Dyah Ayu Kartika addresses the impact of anti-gender movements on gender-related issues and policies in Indonesia and their broader implications for the country's democracy.

The fight for gender equality in Indonesia achieved substantial gains after the country’s transition to democracy began in 1998. However, such gains have prompted a backlash from conservative movements, and in particular from Islamist groups. Such groups oppose feminist values and agendas, and instead promote religiously conservative interpretations of gender roles. Islamist groups have mobilised against a range of gender-progressive laws and regulations, including a bill proposed in 2022 on sexual violence. Importantly, women-led alliances of conservative Islamist groups are at the forefront of opposition to feminist-inspired legal change. The backlash against gender activism is not isolated to Indonesia. Scholars argue ‘anti-gender movements’ have been growing all around the world. Anti-gender movements oppose emancipatory claims on gender, sex, and sexuality and cast such claims as a moral threats. The movements have recently gained prominence as part of a broader rise in right-wing populism and democratic backsliding around the globe. 

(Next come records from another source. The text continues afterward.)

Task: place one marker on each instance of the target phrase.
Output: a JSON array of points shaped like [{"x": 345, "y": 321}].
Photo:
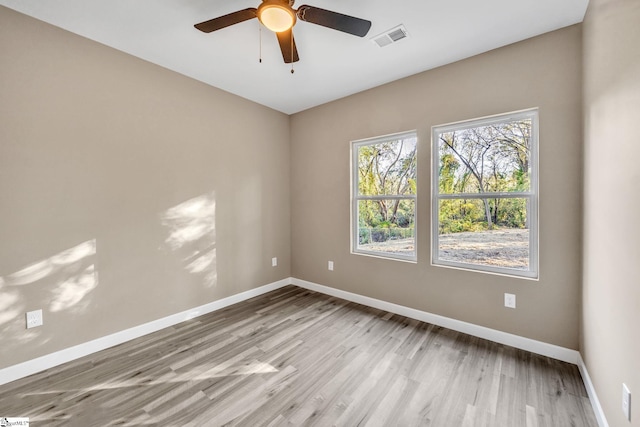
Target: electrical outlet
[
  {"x": 510, "y": 300},
  {"x": 34, "y": 318},
  {"x": 626, "y": 401}
]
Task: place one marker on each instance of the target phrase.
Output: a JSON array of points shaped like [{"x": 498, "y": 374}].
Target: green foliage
[
  {"x": 386, "y": 169},
  {"x": 486, "y": 159}
]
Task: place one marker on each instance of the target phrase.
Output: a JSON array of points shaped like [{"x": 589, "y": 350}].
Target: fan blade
[
  {"x": 227, "y": 20},
  {"x": 337, "y": 21},
  {"x": 286, "y": 40}
]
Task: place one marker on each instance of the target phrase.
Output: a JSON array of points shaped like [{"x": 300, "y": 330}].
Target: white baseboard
[
  {"x": 42, "y": 363},
  {"x": 51, "y": 360},
  {"x": 591, "y": 391},
  {"x": 538, "y": 347}
]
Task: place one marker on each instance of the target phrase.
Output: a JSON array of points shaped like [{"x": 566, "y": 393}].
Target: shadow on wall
[
  {"x": 191, "y": 235},
  {"x": 61, "y": 283}
]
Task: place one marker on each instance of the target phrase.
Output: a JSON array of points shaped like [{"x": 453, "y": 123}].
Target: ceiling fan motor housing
[{"x": 277, "y": 15}]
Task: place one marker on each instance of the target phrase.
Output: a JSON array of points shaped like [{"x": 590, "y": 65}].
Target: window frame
[
  {"x": 356, "y": 197},
  {"x": 532, "y": 195}
]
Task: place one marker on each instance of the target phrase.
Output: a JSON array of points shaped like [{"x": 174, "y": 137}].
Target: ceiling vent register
[{"x": 391, "y": 36}]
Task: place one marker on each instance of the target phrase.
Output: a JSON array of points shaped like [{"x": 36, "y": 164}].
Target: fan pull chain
[
  {"x": 260, "y": 32},
  {"x": 292, "y": 71}
]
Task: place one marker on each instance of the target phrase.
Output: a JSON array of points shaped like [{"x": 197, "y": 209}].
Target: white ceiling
[{"x": 332, "y": 64}]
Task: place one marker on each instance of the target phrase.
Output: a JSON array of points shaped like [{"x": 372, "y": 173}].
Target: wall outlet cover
[
  {"x": 510, "y": 300},
  {"x": 34, "y": 318}
]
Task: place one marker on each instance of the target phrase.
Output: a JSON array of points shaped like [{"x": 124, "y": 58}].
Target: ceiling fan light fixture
[{"x": 276, "y": 16}]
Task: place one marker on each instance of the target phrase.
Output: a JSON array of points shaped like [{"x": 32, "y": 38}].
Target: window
[
  {"x": 384, "y": 196},
  {"x": 485, "y": 194}
]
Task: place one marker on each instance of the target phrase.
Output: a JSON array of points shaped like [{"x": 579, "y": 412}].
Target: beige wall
[
  {"x": 543, "y": 72},
  {"x": 127, "y": 192},
  {"x": 611, "y": 301}
]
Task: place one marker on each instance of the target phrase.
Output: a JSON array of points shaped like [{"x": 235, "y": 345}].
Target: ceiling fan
[{"x": 279, "y": 16}]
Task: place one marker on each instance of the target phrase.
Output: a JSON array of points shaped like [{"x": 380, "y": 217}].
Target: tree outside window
[
  {"x": 384, "y": 196},
  {"x": 485, "y": 194}
]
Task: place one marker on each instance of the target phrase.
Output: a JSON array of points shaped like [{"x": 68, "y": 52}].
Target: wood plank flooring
[{"x": 294, "y": 357}]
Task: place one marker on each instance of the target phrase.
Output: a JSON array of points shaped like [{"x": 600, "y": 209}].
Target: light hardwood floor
[{"x": 294, "y": 357}]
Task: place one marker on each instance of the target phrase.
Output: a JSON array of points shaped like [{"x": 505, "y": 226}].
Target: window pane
[
  {"x": 489, "y": 158},
  {"x": 465, "y": 234},
  {"x": 387, "y": 168},
  {"x": 387, "y": 226}
]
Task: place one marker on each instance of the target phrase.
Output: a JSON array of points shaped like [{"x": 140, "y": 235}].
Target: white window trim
[
  {"x": 355, "y": 198},
  {"x": 532, "y": 195}
]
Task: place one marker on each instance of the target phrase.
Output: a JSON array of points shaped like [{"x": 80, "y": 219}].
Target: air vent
[{"x": 391, "y": 36}]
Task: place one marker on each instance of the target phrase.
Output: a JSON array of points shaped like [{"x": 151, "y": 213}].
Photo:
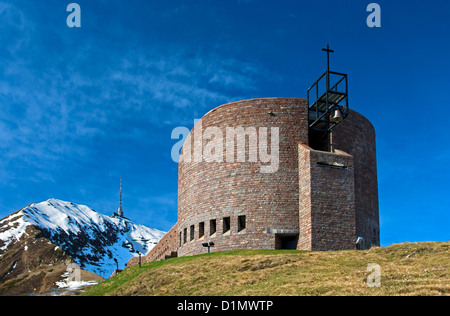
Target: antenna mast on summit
[{"x": 120, "y": 211}]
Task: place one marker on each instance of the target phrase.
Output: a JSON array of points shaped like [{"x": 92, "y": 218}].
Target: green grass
[{"x": 407, "y": 269}]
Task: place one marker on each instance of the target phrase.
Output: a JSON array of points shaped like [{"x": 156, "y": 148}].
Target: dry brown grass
[{"x": 407, "y": 269}]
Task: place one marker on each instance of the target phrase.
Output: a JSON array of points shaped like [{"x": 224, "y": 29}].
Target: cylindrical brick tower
[{"x": 250, "y": 178}]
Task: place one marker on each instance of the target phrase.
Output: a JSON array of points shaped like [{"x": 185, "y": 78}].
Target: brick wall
[
  {"x": 327, "y": 206},
  {"x": 356, "y": 136},
  {"x": 327, "y": 216},
  {"x": 214, "y": 191}
]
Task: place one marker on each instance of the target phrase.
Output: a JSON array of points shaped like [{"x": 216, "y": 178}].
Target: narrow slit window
[
  {"x": 226, "y": 225},
  {"x": 201, "y": 230},
  {"x": 212, "y": 227},
  {"x": 192, "y": 233},
  {"x": 241, "y": 223}
]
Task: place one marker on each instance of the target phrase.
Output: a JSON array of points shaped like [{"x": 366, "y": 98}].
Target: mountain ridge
[{"x": 75, "y": 233}]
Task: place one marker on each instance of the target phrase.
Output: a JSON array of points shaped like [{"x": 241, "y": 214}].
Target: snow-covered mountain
[{"x": 93, "y": 240}]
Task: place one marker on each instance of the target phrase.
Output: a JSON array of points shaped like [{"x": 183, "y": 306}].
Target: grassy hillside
[{"x": 407, "y": 269}]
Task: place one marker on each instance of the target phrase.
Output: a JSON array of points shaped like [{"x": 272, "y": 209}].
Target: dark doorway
[{"x": 287, "y": 242}]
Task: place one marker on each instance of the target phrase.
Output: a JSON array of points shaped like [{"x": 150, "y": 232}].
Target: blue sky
[{"x": 81, "y": 107}]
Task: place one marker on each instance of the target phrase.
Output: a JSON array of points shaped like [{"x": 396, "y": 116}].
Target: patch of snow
[{"x": 119, "y": 238}]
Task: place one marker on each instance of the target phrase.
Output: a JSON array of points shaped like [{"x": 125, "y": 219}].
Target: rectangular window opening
[
  {"x": 192, "y": 233},
  {"x": 212, "y": 227},
  {"x": 226, "y": 225},
  {"x": 241, "y": 223},
  {"x": 201, "y": 230}
]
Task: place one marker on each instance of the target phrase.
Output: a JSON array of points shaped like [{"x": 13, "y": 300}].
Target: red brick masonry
[{"x": 317, "y": 200}]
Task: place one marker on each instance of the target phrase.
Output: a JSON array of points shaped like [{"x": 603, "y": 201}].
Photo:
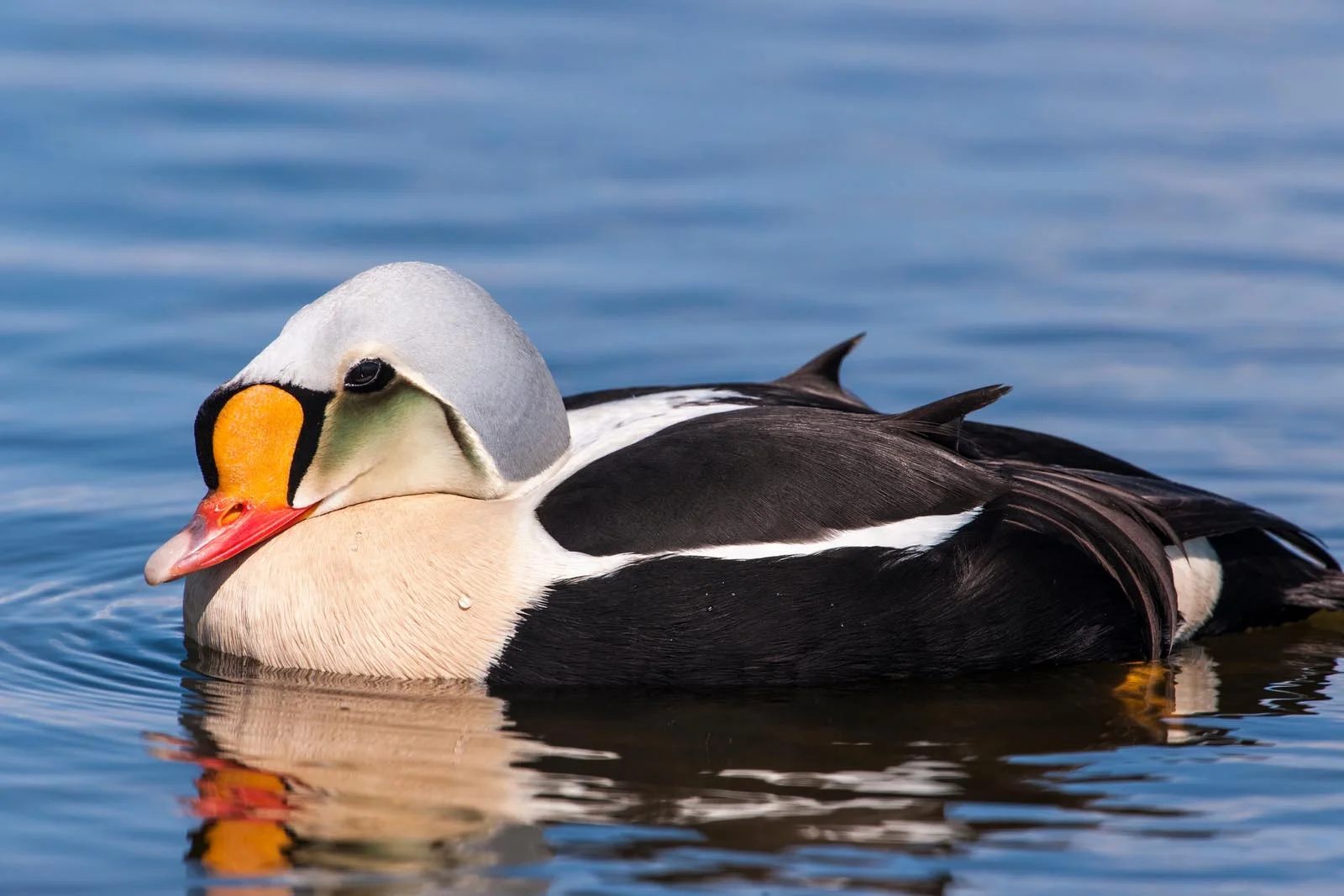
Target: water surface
[{"x": 1132, "y": 212}]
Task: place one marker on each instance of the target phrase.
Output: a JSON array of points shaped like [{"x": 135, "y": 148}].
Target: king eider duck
[{"x": 396, "y": 488}]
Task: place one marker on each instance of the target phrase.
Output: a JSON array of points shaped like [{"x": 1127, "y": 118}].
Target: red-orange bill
[{"x": 221, "y": 528}]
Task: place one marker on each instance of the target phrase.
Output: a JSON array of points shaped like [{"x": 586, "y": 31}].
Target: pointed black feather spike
[
  {"x": 954, "y": 407},
  {"x": 822, "y": 376},
  {"x": 824, "y": 367}
]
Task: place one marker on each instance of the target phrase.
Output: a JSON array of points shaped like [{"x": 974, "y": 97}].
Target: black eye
[{"x": 369, "y": 375}]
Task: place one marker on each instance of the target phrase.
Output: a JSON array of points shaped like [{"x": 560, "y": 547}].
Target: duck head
[{"x": 407, "y": 379}]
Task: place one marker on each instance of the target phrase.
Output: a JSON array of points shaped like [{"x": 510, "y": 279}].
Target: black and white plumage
[{"x": 746, "y": 533}]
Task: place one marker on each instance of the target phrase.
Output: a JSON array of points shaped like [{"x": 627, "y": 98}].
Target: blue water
[{"x": 1133, "y": 212}]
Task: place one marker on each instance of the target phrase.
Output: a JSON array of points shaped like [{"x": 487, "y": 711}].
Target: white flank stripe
[
  {"x": 602, "y": 429},
  {"x": 1200, "y": 582},
  {"x": 920, "y": 533}
]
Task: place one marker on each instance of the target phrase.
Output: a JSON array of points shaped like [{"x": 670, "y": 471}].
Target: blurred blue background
[{"x": 1132, "y": 212}]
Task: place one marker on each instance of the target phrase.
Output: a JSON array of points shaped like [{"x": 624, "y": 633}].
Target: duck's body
[{"x": 722, "y": 535}]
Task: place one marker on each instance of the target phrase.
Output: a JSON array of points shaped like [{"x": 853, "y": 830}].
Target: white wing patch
[
  {"x": 1200, "y": 584},
  {"x": 918, "y": 533}
]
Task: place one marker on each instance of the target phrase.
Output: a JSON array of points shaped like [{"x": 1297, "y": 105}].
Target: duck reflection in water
[{"x": 394, "y": 782}]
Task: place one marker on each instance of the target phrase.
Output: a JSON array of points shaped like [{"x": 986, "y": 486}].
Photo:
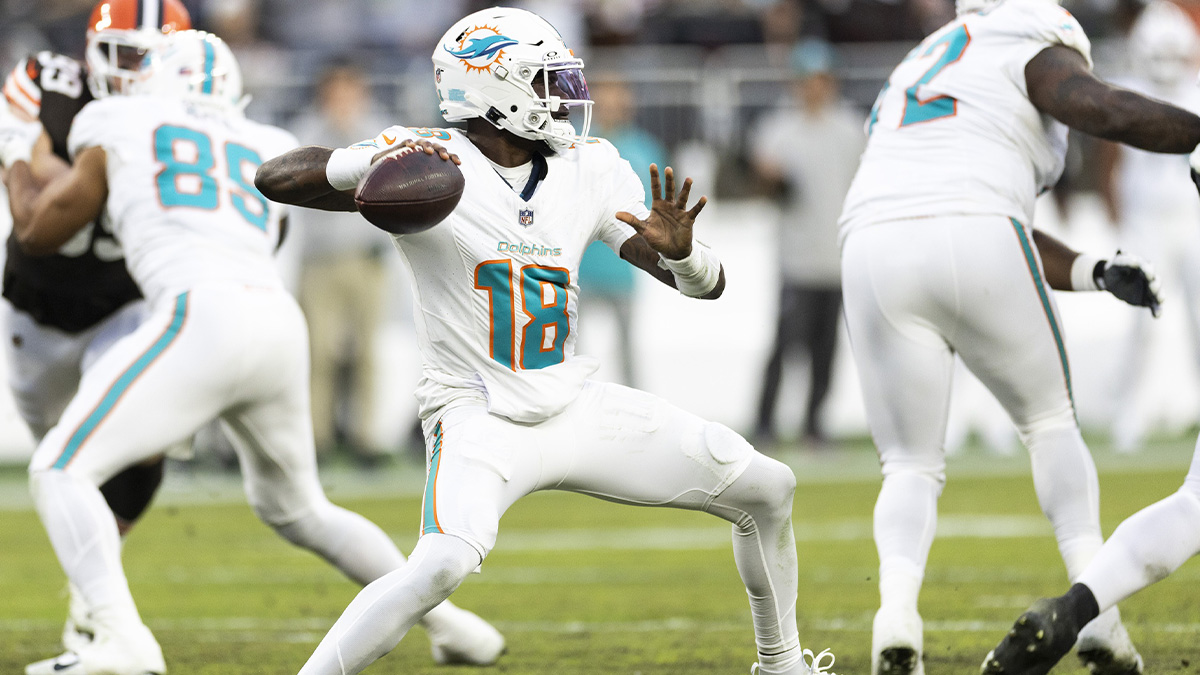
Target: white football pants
[
  {"x": 612, "y": 442},
  {"x": 1150, "y": 544},
  {"x": 233, "y": 352},
  {"x": 916, "y": 293},
  {"x": 45, "y": 364}
]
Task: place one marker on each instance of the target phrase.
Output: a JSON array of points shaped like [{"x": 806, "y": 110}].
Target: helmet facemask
[
  {"x": 114, "y": 58},
  {"x": 556, "y": 87}
]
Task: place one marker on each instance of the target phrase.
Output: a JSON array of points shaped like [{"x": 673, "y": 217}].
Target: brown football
[{"x": 408, "y": 191}]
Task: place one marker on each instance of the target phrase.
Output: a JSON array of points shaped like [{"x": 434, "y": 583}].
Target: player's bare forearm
[
  {"x": 23, "y": 190},
  {"x": 1060, "y": 84},
  {"x": 640, "y": 254},
  {"x": 65, "y": 205},
  {"x": 1056, "y": 260},
  {"x": 298, "y": 178}
]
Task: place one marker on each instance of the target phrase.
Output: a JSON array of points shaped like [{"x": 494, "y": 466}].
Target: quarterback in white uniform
[
  {"x": 940, "y": 257},
  {"x": 508, "y": 407},
  {"x": 174, "y": 169}
]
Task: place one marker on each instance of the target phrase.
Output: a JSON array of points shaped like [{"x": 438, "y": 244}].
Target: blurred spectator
[
  {"x": 606, "y": 279},
  {"x": 1152, "y": 201},
  {"x": 807, "y": 154},
  {"x": 342, "y": 274},
  {"x": 238, "y": 23}
]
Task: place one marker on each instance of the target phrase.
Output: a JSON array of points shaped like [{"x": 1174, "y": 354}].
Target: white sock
[
  {"x": 1067, "y": 488},
  {"x": 387, "y": 609},
  {"x": 357, "y": 547},
  {"x": 905, "y": 524},
  {"x": 1147, "y": 547},
  {"x": 760, "y": 506},
  {"x": 83, "y": 533}
]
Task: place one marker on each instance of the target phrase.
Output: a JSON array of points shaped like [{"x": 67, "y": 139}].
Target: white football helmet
[
  {"x": 193, "y": 65},
  {"x": 1164, "y": 43},
  {"x": 492, "y": 64},
  {"x": 120, "y": 33}
]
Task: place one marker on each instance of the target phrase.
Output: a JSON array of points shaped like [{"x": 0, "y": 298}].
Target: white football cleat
[
  {"x": 460, "y": 637},
  {"x": 897, "y": 643},
  {"x": 1105, "y": 649},
  {"x": 130, "y": 651}
]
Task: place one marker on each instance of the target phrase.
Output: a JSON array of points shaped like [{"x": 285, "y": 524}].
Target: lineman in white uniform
[
  {"x": 508, "y": 407},
  {"x": 225, "y": 340},
  {"x": 940, "y": 257}
]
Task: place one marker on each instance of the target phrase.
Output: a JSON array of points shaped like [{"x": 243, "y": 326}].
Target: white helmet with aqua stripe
[{"x": 193, "y": 65}]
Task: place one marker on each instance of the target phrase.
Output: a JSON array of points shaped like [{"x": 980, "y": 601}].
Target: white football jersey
[
  {"x": 496, "y": 285},
  {"x": 953, "y": 130},
  {"x": 181, "y": 196}
]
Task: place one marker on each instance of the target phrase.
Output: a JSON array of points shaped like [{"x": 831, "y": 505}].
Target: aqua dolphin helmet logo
[{"x": 480, "y": 47}]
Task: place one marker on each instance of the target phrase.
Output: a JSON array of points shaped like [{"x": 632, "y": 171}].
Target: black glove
[{"x": 1132, "y": 280}]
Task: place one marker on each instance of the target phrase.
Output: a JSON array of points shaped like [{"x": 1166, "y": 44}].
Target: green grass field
[{"x": 580, "y": 585}]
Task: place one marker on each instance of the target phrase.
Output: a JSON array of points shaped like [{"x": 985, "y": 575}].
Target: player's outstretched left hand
[
  {"x": 1132, "y": 279},
  {"x": 669, "y": 227}
]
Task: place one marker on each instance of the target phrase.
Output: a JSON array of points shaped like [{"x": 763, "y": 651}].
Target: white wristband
[
  {"x": 347, "y": 166},
  {"x": 1083, "y": 276},
  {"x": 697, "y": 274}
]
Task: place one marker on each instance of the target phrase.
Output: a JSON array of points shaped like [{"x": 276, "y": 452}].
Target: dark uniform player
[{"x": 64, "y": 310}]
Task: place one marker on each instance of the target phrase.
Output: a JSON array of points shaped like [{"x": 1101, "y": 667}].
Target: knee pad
[
  {"x": 724, "y": 444},
  {"x": 765, "y": 489},
  {"x": 449, "y": 560},
  {"x": 1057, "y": 420},
  {"x": 306, "y": 530}
]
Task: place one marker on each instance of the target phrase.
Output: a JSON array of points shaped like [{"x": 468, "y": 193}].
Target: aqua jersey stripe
[
  {"x": 209, "y": 54},
  {"x": 1031, "y": 261},
  {"x": 123, "y": 383},
  {"x": 429, "y": 507}
]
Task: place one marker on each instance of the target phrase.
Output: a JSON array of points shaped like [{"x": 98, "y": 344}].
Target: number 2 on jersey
[
  {"x": 186, "y": 178},
  {"x": 917, "y": 111},
  {"x": 543, "y": 300}
]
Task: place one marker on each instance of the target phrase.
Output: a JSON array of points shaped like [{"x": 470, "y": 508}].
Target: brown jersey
[{"x": 85, "y": 280}]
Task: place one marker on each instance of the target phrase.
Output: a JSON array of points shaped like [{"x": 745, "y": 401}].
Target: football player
[
  {"x": 940, "y": 257},
  {"x": 507, "y": 405},
  {"x": 65, "y": 309},
  {"x": 1151, "y": 201},
  {"x": 173, "y": 167}
]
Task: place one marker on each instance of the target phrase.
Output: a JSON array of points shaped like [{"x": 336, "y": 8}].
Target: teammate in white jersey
[
  {"x": 61, "y": 311},
  {"x": 174, "y": 168},
  {"x": 508, "y": 407},
  {"x": 939, "y": 257}
]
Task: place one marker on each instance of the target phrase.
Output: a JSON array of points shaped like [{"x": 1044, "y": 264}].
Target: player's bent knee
[
  {"x": 448, "y": 559},
  {"x": 726, "y": 446},
  {"x": 765, "y": 489}
]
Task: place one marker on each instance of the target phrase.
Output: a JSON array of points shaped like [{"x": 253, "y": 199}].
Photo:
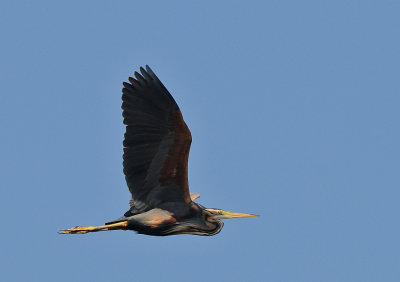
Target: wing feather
[{"x": 156, "y": 144}]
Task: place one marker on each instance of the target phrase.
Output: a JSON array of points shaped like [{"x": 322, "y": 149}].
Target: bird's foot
[
  {"x": 85, "y": 229},
  {"x": 78, "y": 230}
]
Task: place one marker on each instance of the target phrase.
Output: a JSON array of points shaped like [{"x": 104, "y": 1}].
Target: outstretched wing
[{"x": 156, "y": 146}]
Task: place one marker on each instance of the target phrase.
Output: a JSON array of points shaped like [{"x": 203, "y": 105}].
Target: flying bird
[{"x": 155, "y": 160}]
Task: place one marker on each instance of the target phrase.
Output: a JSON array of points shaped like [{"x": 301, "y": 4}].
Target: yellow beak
[{"x": 221, "y": 214}]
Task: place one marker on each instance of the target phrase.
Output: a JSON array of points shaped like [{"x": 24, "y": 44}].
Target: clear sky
[{"x": 294, "y": 111}]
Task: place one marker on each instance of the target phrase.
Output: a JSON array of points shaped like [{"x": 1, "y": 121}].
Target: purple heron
[{"x": 155, "y": 160}]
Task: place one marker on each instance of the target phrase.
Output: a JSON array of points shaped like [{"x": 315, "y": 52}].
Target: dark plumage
[{"x": 156, "y": 151}]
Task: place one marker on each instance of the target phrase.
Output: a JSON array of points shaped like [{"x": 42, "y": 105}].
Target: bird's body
[{"x": 156, "y": 151}]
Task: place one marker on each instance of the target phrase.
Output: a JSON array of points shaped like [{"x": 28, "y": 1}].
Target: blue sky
[{"x": 294, "y": 111}]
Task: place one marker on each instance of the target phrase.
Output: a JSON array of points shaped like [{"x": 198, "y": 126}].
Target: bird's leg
[
  {"x": 85, "y": 229},
  {"x": 194, "y": 196}
]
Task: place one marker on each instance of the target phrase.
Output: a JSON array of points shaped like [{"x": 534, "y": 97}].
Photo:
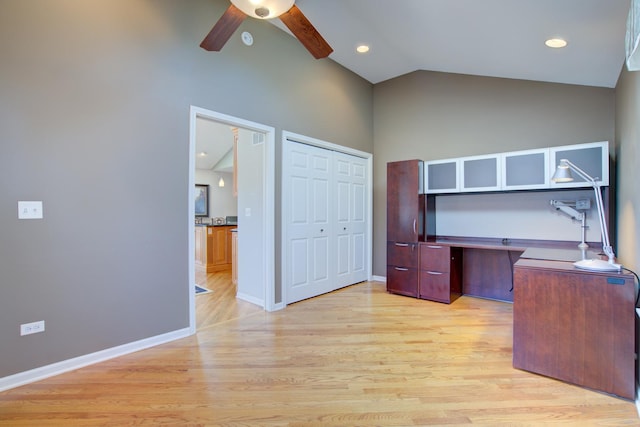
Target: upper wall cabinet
[
  {"x": 480, "y": 173},
  {"x": 592, "y": 158},
  {"x": 525, "y": 170},
  {"x": 441, "y": 176},
  {"x": 517, "y": 170}
]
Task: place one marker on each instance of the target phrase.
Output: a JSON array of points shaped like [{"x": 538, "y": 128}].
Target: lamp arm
[{"x": 606, "y": 245}]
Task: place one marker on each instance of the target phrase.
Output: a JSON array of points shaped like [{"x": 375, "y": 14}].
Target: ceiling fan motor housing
[{"x": 264, "y": 9}]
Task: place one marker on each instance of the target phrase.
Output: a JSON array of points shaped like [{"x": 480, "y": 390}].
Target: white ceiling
[
  {"x": 215, "y": 140},
  {"x": 498, "y": 38}
]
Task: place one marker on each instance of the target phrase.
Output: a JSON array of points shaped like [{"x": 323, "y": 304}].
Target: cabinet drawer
[
  {"x": 403, "y": 281},
  {"x": 436, "y": 286},
  {"x": 435, "y": 257},
  {"x": 402, "y": 254}
]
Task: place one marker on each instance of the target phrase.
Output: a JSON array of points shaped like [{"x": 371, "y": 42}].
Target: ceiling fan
[{"x": 286, "y": 10}]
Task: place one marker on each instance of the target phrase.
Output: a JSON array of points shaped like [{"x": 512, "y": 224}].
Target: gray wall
[
  {"x": 431, "y": 115},
  {"x": 628, "y": 155},
  {"x": 94, "y": 121}
]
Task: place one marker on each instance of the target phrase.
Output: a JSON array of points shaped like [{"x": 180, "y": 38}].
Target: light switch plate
[{"x": 29, "y": 210}]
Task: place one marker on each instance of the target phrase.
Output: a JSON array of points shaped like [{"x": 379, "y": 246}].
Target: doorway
[{"x": 256, "y": 277}]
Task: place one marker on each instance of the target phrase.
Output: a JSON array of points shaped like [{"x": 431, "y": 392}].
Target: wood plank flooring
[{"x": 355, "y": 357}]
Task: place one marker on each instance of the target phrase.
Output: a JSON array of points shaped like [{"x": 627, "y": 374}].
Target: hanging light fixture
[{"x": 263, "y": 9}]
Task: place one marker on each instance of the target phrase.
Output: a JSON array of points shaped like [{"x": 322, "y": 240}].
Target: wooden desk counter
[{"x": 575, "y": 325}]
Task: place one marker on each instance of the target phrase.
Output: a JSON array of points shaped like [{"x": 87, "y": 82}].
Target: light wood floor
[{"x": 355, "y": 357}]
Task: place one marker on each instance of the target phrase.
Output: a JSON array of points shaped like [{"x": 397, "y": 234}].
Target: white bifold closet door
[{"x": 325, "y": 215}]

Against this backdrop, my doctoral research project asks: What explains the recent rise in women-led anti-gender activism in Indonesia, and what has been its impact on women’s rights in the country? How similar and how different is this form of anti-gender activism to what analysts observe in other parts of the world, and in particular other Muslim-majority countries? To answer these questions, the project will use counter-movement theory as the overarching analytical framework, emphasising the dynamic interplay between social movements, counter-movements, and the state. In doing so, this project will offer the first systematic investigation into the growing visibility of anti-gender movements in Indonesia, with a view to reflecting on how such movements contribute to, or are impacted by, broader problems of democratic regression.

 

Dyah Ayu Kartika (Kathy) commenced her PhD studies in February 2023. She previously worked as a research analyst in a Jakarta-based think tank, the Institute for Policy Analysis of Conflict (IPAC). She was also part of the Indonesian fellows for New Mandala, an academic blog hosted by The Australian National University, to provide analysis on gender issues during Indonesia’s 2019 election.